VictoriaMetrics: VMAgent sharding and streaming aggregation causes duplicate series data and does not summarize correctly

Describe the bug

When doing sharding of vmagent with streaming aggregation enabled, there is no differentiation between vmagent shards.

For example, say there is a metric requests_total which should be aggregated to requests_total:30s_without_instance_total. Each shard will output requests_total:30s_without_instance_total with no labels to differentiate the series.

An example of what this ends up doing with 4 shards is this.

Two graphs, one using aggregation, the other using the original data. Both delivered by vmagent shards.

sum(rate(input_events:30s_without_instance_pod_total[1m])) vs sum(rate(input_events[1m])) image image

The sharded aggregation rate calculation always puts out these “Charlie Brown” shaped graphs.

A workaround to this is to add a label to each shard, I did this with the following: --remoteWrite.label=vmagent=%{HOSTNAME}

After that, the original and aggregated data are aligned: image

To Reproduce

apiVersion: operator.victoriametrics.com/v1beta1
kind: VMAgent
metadata:
  name: vmagent
  namespace: monitoring
spec:
  image:
    tag: v1.90.0
  selectAllByDefault: true
  scrapeInterval: "30s"
  replicaCount: 1
  shardCount: 4
  logFormat: json
  resources:
    requests:
      cpu: "2.5"
      memory: "3Gi"
  extraArgs:
    # remoteWrite.label: "vmagent=%{HOSTNAME}"
  remoteWrite:
    - url: "http://my_vm/insert/0/prometheus/api/v1/write"
      sendTimeout: "2m"
      streamAggrConfig:
        keepInput: false
        rules:
          - match: '{__name__=~"input_.+"}'
            interval: "30s"
            outputs: ["total","sum_samples"]
            without: ["pod", "instance"]

Version

v1.90.0

Logs

No response

Screenshots

No response

Used command-line flags

No response

Additional information

No response

About this issue

  • Original URL
  • State: closed
  • Created a year ago
  • Reactions: 1
  • Comments: 16 (2 by maintainers)

Commits related to this issue

Most upvoted comments

Hey there. The problem @Maybeee233 wrote about is indeed reproducible. The point is that the current position of remoteWrite.label in the metric’s relabeling lifecycle is highlighted in red in the diagram:

prometheus-convertion-2

This causes this label to be deleted at one of the later stages of relabeling, and it is also removed from the aggregate if it is not specified in the by field.
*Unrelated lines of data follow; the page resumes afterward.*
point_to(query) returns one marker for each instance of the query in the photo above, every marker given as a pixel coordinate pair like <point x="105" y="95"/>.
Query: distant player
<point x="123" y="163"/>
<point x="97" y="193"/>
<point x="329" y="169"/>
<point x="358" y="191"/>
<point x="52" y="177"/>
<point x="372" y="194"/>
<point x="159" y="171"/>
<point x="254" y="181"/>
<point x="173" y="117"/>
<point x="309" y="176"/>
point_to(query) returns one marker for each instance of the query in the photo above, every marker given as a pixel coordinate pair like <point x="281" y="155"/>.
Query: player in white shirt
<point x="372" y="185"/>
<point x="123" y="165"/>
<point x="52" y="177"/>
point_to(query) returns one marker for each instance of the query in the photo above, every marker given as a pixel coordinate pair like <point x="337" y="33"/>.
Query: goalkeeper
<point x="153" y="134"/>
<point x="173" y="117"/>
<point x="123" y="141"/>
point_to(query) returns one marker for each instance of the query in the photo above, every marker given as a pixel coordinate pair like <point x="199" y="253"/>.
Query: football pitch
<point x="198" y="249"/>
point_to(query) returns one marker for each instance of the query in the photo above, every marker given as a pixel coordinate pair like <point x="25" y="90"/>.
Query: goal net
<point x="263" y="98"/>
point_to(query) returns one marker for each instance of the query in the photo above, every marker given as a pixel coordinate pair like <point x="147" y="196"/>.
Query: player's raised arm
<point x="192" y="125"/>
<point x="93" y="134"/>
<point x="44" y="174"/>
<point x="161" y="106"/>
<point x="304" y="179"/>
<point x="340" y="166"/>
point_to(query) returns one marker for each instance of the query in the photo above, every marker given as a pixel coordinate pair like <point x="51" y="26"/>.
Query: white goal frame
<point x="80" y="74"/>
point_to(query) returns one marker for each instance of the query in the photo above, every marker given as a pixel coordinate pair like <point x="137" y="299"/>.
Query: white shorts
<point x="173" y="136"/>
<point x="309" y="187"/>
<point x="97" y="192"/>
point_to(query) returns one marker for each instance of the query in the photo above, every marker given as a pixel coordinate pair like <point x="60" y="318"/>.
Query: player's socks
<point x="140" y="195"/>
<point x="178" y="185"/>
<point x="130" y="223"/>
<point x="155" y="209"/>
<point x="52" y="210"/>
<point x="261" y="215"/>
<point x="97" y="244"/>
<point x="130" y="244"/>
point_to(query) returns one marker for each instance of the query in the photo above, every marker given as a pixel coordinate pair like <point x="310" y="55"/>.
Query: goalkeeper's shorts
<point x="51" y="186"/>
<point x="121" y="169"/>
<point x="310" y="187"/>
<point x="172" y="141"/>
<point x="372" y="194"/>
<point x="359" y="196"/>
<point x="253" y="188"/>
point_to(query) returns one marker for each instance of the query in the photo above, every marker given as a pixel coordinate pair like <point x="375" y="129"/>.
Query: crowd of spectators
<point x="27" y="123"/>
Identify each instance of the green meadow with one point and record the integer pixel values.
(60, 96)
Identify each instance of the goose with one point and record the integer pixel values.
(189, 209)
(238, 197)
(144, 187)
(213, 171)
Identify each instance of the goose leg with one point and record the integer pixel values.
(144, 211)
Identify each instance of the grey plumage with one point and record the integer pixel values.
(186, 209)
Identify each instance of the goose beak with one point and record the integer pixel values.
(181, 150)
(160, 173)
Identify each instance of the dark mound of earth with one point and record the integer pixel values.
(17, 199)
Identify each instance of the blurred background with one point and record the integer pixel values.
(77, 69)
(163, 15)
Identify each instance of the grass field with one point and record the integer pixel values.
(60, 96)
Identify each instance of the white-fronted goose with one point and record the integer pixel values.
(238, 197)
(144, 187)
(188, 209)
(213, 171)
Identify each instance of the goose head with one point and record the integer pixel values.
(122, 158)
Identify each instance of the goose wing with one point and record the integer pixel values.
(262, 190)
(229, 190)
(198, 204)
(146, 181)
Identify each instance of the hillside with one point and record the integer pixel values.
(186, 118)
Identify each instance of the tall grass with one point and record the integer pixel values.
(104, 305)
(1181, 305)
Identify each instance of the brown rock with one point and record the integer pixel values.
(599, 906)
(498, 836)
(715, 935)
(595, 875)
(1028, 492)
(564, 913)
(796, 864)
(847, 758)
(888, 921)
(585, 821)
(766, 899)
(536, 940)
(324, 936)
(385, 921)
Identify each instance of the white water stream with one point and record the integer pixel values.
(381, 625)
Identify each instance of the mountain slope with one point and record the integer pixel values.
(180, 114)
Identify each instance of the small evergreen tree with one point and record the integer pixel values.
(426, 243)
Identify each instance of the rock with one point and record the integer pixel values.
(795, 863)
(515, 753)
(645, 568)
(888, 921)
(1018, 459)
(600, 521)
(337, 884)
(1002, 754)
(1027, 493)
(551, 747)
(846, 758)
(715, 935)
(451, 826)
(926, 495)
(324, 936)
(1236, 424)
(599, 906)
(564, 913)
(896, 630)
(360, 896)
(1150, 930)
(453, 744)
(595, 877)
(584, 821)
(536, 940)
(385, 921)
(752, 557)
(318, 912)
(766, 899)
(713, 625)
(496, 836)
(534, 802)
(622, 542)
Judging by the comments in the source code it is justified by compatibility with Prometheus:

https://github.com/VictoriaMetrics/VictoriaMetrics/blob/c36259fca5ae9c8e58e9d6c56512cdcbedd091c3/app/vmagent/remotewrite/relabel.go#L90-L110

This refers to the following phrase in the Prometheus documentation:

image

But the problem is that the above function doesn’t apply to extra_labels (from promscrape.config), it only applies to remoteWrite.label here:

https://github.com/VictoriaMetrics/VictoriaMetrics/blob/c36259fca5ae9c8e58e9d6c56512cdcbedd091c3/app/vmagent/remotewrite/remotewrite.go#L390

As for me, applying remoteWrite.label at this point looks like an error, but changing the behavior of this option now would be breaking.

Bottom line: In its current form, this workaround will only work if you additionally specify this label in the by field for every aggregation.

@hagen1778 wdyt?

@Amper would you mind checking about the correct usage of ENV variables in the config mentioned by @Maybeee233 ? I believe this case should be related to the docs update we discussed earlier.

@mbrancato @hagen1778

Yes, the problem does occur and is related to the fact that the same timeseries (because of the relabeling) with different intermediate value is pushed from different vmagent shards and written to the storage with different timestamps - as a result:

  • with de-duplication enabled we lose data because the de-duplication will leave a sample from only one of the agents for each interval
  • with de-duplication disabled we get incorrect data (“Charlie Brown” shaped graphs).

Proposed solution:

  • by default, as a result of streaming aggregation, add a special label (e.g. vmagent_shard_num) to aggregated timeseries with the shard number (only on the sharded agents)
  • add a parameter to the configuration to disabling this feature
  • in the release notes it may be worth warning about a temporary increase in churn rate after the update

We will discuss this proposal with our colleagues and then decide whether we will implement it.


P.S. Exactly the same problem can occur without stream-aggregation if relaybeling is used, which will result in the same series on different agent shards.

Both would ship a metric http_requests:30s_without_pod_instance_total but the values would be disjoint in a time-series fashion. There was no way to differentiate they came from two different sets of pods / different shards.

I’d expect VM still summarise them correctly, even if they have identical labels. The problem would be if their timestamps match identically as well. In this case, VM starts to deduplicate such datapoints. Thanks for the context - I’ll try to reproduce this.